Whoever said environmentalism doesn’t pay has never been to Abu Dhabi. The desert emirate, which possesses 8% of global oil reserves, has allocated serious money over the past several years on the Masdar Initiative, a multi-pronged effort to advance the cause of sustainability and clean tech. The best-known example is the low-carbon development Masdar City—more soon on a visit I took there today—but Masdar also awards the Zayed Future Energy Prize to leaders in renewable power and sustainability. $1.5 million goes to the winner, along with $350,000 each to the two finalists. That’s serious money in this field—giving credence to the Masdar claim that the prize is the Nobel of clean tech. And if you think it’s strange that the Nobel of clean tech would be given by an oil-rich Middle Eastern emirate, well, why exactly do a bunch of Swedes pick the Nobel Prizes (except for the Peace Prize, awarded by the Norwegians), which is paid for an arms dealer’s money anyway?
But that’s just background. The winner this year is… Vestas, the industry-leading Danish wind turbine manufacturer. (Amory Lovins, the energy-efficient head of the Rocky Mountain Institute, and E+Co, a small New Jersey company that invests in small-scale clean energy projects in the developing world, were runner-up, earning $350,000 each.)
To be honest, I was a bit puzzled. Vestas is definitely a clean tech leader and pioneer—the company, which got into the wind business well before corporate titans like Siemens and GE, has made more than 41,000 turbines, generating more than 60 million MWh of energy each year. Over the lifetime of the corporation, that’s more than any other company—enough electricity on an annual basis to power 21 million people. “The winner is an organization that has embodied every aspect of innovation,” said Rajendra Pachauri, the head of the Intergovernmental Panel on Climate Change and the leader of the Zayed Prize jury this year. “Through innovation, imagination and persistence, Vestas put wind on the radar screen.”

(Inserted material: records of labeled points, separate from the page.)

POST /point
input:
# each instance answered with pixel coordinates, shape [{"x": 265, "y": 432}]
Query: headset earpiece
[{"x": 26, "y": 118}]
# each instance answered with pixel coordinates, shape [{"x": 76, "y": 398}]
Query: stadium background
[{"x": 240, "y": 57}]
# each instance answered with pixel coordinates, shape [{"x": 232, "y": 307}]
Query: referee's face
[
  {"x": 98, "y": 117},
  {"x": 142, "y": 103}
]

Still, does an established company like Vestas really represent future energy, considering that wind turbines are almost as mature a technology as oil or natural gas? (Indeed, Vestas CEO Ditlev Engel—in Abu Dhabi to accept the award—talked about the company’s ambition to be considered on par with oil and natural gas, and his interest on working with the established energy system.) And will $1.5 million make much difference to a major company like Vestas, with profits of $775 million in 2009, compared to finalists like the Barefoot College of India, which trains rural women to install solar systems? The choice also continued a mini-trend of giving the award to big corporations—last year’s winner was Toyota for its hybrid cars. (The first winner was Dipal Barua, a Bangladeshi who builds off-grid solar and renewable power systems for the poor.)

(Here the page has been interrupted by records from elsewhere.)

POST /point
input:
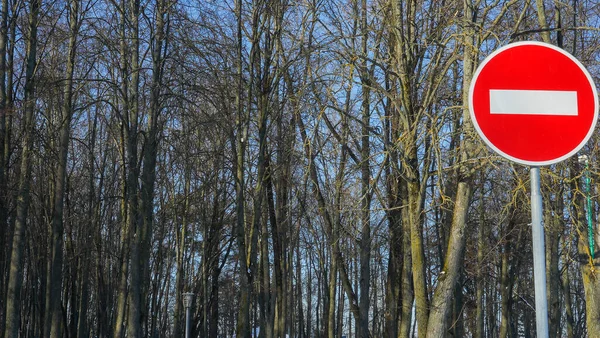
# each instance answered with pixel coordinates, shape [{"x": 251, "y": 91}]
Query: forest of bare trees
[{"x": 305, "y": 168}]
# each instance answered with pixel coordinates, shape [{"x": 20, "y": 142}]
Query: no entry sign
[{"x": 533, "y": 103}]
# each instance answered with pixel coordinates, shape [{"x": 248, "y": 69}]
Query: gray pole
[
  {"x": 539, "y": 256},
  {"x": 188, "y": 298}
]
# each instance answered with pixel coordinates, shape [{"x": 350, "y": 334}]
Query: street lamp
[{"x": 188, "y": 299}]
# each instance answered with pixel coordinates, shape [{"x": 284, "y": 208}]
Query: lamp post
[{"x": 188, "y": 299}]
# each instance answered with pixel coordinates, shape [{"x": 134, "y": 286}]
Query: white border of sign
[{"x": 514, "y": 159}]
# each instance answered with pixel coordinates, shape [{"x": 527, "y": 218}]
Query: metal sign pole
[{"x": 539, "y": 256}]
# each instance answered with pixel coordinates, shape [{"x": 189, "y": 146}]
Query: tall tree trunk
[
  {"x": 15, "y": 280},
  {"x": 55, "y": 286},
  {"x": 148, "y": 175},
  {"x": 442, "y": 299},
  {"x": 365, "y": 154}
]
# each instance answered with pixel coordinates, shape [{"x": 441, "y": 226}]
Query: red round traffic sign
[{"x": 533, "y": 103}]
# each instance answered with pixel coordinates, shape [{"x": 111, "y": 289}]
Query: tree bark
[{"x": 15, "y": 280}]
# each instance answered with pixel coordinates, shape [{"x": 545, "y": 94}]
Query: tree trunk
[
  {"x": 55, "y": 286},
  {"x": 442, "y": 298},
  {"x": 15, "y": 280}
]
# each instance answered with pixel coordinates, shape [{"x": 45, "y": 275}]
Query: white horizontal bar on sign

it should be noted that Engel graciously announced on stage that he would split the pot with all the other finalists, meaning that worthies like the Barefoot College and Terry Tamminen (CEO of 7th Generation Advisors and former clean tech aide to ex-California Governor Arnold Schwarzenegger) made hundreds of thousands as well. I suppose you could look at the prize as a kind of lifetime achievement award to a pioneering company that’s finally being recognized for its success—like when Jeff Bridges finally got an Oscar for Crazy Heart (even though everyone knows The Big Lebowski was a far superior performance). “The first [turbine] blade we made was baked in someone’s oven,” said Engel. “This means a lot to our 27,000 colleagues now.”

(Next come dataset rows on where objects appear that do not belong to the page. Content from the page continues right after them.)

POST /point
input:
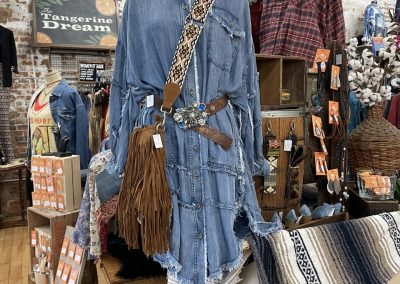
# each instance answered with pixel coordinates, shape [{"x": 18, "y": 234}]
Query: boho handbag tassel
[
  {"x": 144, "y": 206},
  {"x": 145, "y": 197}
]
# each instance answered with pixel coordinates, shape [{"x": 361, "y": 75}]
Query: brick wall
[{"x": 15, "y": 15}]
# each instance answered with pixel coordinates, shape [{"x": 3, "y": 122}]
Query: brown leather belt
[{"x": 213, "y": 134}]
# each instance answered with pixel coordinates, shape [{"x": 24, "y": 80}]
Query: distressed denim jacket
[
  {"x": 211, "y": 187},
  {"x": 71, "y": 114}
]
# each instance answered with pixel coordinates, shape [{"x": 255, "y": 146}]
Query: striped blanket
[{"x": 359, "y": 251}]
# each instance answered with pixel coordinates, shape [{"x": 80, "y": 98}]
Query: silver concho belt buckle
[{"x": 190, "y": 116}]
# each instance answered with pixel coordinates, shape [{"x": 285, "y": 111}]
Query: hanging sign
[
  {"x": 88, "y": 71},
  {"x": 88, "y": 24}
]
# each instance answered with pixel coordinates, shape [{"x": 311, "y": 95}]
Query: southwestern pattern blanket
[{"x": 359, "y": 251}]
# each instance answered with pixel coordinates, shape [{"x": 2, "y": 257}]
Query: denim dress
[{"x": 211, "y": 187}]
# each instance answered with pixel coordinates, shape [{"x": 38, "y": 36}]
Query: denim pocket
[
  {"x": 66, "y": 113},
  {"x": 224, "y": 37}
]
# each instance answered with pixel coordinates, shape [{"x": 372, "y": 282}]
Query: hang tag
[
  {"x": 71, "y": 251},
  {"x": 157, "y": 141},
  {"x": 78, "y": 255},
  {"x": 60, "y": 268},
  {"x": 335, "y": 77},
  {"x": 150, "y": 101},
  {"x": 65, "y": 275},
  {"x": 339, "y": 59},
  {"x": 73, "y": 277},
  {"x": 64, "y": 247},
  {"x": 288, "y": 145}
]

So I won’t begrudge Vestas its win, even if I would have gone for Lovins, who can make energy efficiency sound like most exciting, revolutionary concept around. (Lovins was definitely the hip indie movie pick.) I just hope that the Zayed Future Energy Prize is still around in a century, when it’s really the Nobel Prize of clean tech—and when we can really start arguing over their picks.